We recognize some inherent and potential limitations in this study. Because the entire cohort was treated with adjuvant chemotherapy, it is not possible to evaluate the outcomes of treatment of naïve patients. However, adjuvant chemotherapy has long been the standard of care for stage III colon cancer, and it would not be feasible to study this population otherwise as the sample size would be too small.
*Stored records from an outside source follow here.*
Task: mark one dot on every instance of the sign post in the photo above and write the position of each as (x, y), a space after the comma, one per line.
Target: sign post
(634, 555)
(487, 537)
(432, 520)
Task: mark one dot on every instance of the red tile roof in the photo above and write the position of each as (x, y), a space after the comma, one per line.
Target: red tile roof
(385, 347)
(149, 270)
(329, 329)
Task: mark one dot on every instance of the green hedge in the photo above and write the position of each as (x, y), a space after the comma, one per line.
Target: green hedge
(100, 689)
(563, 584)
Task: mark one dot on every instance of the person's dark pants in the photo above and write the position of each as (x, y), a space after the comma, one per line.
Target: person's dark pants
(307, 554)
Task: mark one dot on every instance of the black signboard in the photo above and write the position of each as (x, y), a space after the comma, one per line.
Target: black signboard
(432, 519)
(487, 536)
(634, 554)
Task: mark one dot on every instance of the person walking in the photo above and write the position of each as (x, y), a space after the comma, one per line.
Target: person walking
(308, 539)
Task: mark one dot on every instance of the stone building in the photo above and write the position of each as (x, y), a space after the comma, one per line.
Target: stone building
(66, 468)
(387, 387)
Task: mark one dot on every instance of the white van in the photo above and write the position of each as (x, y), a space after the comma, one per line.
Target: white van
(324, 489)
We confined our cohort to patients in the Halifax Regional Municipality or those treated in CDHA to facilitate optimal collection of recurrence data because disease-specific incidence and mortality data are collected by Cancer Care Nova Scotia and the Nova Scotia Provincial Archives, respectively. A potential disadvantage to geographically constraining our target cohort may contribute to selection and referral bias.

Conclusions

Ephrin receptors are important transmembrane signaling proteins, and EphB2 specifically seems to have a significant role in colorectal epithelial cell localization and motility, as well as the stromal micro-environment, particularly the vasculature. Down-regulation of these key functions may account for the observed decrease in survival outcomes in colorectal cancer, reported in our and other similar studies, by augmenting invasion and metastasis, and may represent its potential role as a stem cell maker in colorectal cancer. Further studies with a larger sample size will be required to examine the potential impact of MSI-H, particularly because microsatellite instability is believed to contribute to a different mechanism of carcinogenesis. On the basis of our results, EphB2 appears to provide relevant prognostic discrimination in lymph node-positive colon cancer independent of standard clinical and pathologic factors.

Acknowledgments

The authors thank Dr Eduard Batlle of Institució Catalana de Recerca i Estudis Avançats (ICREA, Barcelona, Spain) for his technical supports of EphB2 IHC and critical comments of manuscript.

Footnotes

1

This study was funded by the Capital Health Category 3 Competitive Research grant and the Department of Pathology and Laboratory Medicine, Queen Elizabeth II Health Sciences Centre, both in Halifax, Nova Scotia. None of the authors have any financial or other conflicts of interest to disclose.